One year into its "Delivering the Nuclear Promise" initiative, the U.S. nuclear energy industry is making good on its ambitious effort to become more efficient and see nuclear power plants better valued financially as part of America’s critical infrastructure, according to a release from the NEI.
On the cost side, the industry identified more than $600 million in projected savings enabled to date across the industry in 2016. On the value side, the industry and its business, labor and environmental allies preserved at-risk facilities in Illinois and New York by persuading state leaders that their electric infrastructure and their economic and environmental goals are better served by the power stations’ continued operation. Both states have enacted policies that provide financial support—on a sliding scale—for nuclear energy facilities based on their value to the state.
The industrywide, Delivering the Nuclear Promise (DNP) effort was launched in December 2015 to identify efficiency measures and best practices that can be implemented throughout the industry.
“To thrive we must evolve. Effecting an overall change in mindsets and culture is a huge undertaking but absolutely indispensable to the survival and success of our industry,” said Maria Korsnick, the Nuclear Energy Institute’s chief operating officer. “We value the importance of safety and reliability and, while we maintain the high levels we have achieved, we also can focus on improving efficiency. We’ve made some terrific gains this first year.”
Over the past year, working collaboratively with the Electric Power Research Institute and the Institute of Nuclear Power Operations, NEI issued 42 efficiency bulletins in a variety of areas. Examples include:
- aligning standards for radiation worker training at all U.S. nuclear power plant sites
- standardizing training to access nuclear power plants and extending the renewal time
- reducing the amount of paperwork associated with routine preventive maintenance at nuclear plants
- saving resources by reducing or eliminating low-value preventative maintenance tasks, which are not critical to plant safety.
“Improving efficiency also improves safety and reliability, making an already safe technology better as we look to reduce electric generating costs and keep our reactors operating in a tough business climate,” said William Levis, PSEG Power president and chief operating officer and executive sponsor of the DNP steering committee.

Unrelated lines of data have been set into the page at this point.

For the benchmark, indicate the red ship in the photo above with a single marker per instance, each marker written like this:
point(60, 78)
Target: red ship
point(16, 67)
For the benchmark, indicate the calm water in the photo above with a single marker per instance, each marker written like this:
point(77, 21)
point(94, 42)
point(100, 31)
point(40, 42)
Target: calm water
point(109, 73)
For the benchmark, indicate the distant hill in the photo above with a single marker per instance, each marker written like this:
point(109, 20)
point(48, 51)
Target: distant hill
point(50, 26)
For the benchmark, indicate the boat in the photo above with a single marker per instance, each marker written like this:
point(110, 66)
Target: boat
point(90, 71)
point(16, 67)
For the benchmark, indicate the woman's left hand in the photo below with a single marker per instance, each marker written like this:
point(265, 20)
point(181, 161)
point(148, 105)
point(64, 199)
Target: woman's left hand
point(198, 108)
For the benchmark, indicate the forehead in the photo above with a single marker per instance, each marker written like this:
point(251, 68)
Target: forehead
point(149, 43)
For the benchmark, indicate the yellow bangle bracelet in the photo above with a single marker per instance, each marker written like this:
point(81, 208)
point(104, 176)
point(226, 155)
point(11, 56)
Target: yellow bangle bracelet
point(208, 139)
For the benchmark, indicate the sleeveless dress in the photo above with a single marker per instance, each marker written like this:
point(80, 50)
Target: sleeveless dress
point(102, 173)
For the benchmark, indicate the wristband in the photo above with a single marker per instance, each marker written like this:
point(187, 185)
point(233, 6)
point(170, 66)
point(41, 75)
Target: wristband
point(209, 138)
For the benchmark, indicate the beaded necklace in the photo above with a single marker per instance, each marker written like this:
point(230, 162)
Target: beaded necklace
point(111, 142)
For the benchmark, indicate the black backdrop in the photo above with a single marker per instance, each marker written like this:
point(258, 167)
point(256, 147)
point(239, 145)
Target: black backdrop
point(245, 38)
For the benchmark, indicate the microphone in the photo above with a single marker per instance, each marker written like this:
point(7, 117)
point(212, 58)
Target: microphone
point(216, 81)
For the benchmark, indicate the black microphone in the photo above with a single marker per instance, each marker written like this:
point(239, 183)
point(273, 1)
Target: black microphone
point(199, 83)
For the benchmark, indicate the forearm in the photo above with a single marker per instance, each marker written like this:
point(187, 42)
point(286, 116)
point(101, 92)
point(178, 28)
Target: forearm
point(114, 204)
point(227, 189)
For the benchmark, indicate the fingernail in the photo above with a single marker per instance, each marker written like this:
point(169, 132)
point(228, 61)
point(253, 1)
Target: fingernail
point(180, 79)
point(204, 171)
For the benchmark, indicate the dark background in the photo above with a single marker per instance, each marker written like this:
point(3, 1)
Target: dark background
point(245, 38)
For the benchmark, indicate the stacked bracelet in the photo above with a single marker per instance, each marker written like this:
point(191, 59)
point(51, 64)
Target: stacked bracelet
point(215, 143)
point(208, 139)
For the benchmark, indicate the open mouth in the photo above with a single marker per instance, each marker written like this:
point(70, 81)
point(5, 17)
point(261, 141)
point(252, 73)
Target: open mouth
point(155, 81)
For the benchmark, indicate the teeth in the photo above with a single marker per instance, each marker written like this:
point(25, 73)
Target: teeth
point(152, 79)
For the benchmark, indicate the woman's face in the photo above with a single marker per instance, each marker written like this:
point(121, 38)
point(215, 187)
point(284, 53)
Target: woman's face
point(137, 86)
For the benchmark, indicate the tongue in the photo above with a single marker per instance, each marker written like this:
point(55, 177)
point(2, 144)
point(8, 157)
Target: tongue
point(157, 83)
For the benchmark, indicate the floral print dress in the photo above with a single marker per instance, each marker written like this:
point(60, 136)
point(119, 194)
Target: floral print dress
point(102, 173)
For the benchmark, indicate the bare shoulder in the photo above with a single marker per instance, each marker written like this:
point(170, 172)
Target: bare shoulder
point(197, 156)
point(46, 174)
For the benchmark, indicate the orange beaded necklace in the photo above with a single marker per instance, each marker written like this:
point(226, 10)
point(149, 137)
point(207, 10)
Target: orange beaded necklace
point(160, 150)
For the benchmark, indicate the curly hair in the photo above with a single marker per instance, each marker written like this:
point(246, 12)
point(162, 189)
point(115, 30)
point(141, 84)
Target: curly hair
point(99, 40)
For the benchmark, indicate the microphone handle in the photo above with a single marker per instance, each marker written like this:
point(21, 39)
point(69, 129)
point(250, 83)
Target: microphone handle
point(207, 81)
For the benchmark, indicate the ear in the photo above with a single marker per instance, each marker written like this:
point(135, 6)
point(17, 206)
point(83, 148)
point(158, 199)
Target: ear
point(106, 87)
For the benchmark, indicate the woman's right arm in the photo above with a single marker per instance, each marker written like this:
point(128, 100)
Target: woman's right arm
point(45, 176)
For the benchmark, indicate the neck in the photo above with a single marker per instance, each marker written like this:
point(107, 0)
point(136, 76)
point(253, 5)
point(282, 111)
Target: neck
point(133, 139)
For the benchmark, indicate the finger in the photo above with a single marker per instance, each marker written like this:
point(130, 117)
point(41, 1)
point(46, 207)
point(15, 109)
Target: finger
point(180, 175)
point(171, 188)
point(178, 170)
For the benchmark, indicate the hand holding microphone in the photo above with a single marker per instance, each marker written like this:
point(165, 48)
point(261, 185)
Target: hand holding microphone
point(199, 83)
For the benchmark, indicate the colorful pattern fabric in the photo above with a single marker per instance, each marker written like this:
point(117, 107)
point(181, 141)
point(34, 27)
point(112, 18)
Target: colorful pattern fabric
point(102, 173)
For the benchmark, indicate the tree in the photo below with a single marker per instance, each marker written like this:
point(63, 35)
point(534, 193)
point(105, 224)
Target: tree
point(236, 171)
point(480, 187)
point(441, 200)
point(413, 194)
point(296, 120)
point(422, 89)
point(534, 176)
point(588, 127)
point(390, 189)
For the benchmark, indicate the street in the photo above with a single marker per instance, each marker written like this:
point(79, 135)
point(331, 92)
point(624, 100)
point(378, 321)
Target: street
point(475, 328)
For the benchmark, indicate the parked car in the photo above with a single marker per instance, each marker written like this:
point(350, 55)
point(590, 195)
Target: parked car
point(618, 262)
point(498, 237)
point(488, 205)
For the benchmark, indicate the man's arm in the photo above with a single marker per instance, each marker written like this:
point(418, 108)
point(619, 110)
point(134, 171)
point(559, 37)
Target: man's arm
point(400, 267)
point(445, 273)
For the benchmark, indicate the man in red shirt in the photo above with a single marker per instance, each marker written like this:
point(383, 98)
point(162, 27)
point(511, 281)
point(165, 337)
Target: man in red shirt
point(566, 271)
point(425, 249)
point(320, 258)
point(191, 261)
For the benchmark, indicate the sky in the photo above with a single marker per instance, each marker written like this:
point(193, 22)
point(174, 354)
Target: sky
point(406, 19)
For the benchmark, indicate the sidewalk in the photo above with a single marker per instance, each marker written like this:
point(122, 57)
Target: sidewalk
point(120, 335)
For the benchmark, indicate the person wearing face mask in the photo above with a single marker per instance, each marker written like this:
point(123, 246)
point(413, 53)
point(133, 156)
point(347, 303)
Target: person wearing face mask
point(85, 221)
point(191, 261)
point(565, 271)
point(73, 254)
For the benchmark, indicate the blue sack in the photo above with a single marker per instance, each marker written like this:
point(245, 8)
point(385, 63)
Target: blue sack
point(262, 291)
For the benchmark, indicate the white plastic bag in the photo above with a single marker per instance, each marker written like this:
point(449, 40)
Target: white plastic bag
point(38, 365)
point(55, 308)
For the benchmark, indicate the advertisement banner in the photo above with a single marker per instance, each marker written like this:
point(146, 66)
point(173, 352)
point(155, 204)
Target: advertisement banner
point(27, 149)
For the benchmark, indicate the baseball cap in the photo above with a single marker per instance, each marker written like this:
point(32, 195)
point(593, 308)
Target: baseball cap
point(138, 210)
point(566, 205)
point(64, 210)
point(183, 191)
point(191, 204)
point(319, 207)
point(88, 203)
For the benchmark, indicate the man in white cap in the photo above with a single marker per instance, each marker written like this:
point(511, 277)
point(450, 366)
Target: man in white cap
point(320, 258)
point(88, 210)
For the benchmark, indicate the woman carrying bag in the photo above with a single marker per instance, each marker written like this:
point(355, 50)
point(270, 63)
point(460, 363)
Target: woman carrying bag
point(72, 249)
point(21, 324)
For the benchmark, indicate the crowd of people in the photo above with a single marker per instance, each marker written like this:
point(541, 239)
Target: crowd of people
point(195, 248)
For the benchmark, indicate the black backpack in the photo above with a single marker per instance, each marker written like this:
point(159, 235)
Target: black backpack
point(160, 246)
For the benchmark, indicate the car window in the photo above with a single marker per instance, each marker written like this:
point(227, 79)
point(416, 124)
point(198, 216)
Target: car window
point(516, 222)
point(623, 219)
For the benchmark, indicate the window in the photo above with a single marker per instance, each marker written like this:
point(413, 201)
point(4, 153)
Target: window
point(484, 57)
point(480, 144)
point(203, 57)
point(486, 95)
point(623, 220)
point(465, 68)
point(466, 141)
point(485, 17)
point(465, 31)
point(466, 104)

Nuclear energy facilities operating in 30 states supply electricity to one of every five U.S. homes and businesses. Over the past four years, however, six reactors have closed prematurely, largely due to financial challenges, and another 10 to 15 are at risk of premature retirement. In several instances, the principal challenge is that attributes like on-site fuel supplies, reliability, fuel and technology diversity, and their emission-free nature aren’t valued in electric markets.
“Driving efficiency at nuclear power plants is critical for the survival of our industry, but that alone will not get us where we have to go,” Levis said. “Efficiency must go hand in hand with policymakers at the state and federal level acting to ensure existing nuclear power plants are correctly valued for the reliability, fuel diversity and environmental attributes they provide. More must be done across the country.”
Levis cited as evidence the actions of the New York Public Service Commission to keep the upstate plants operating and last week’s enactment of the Future Energy Jobs Bill in Illinois.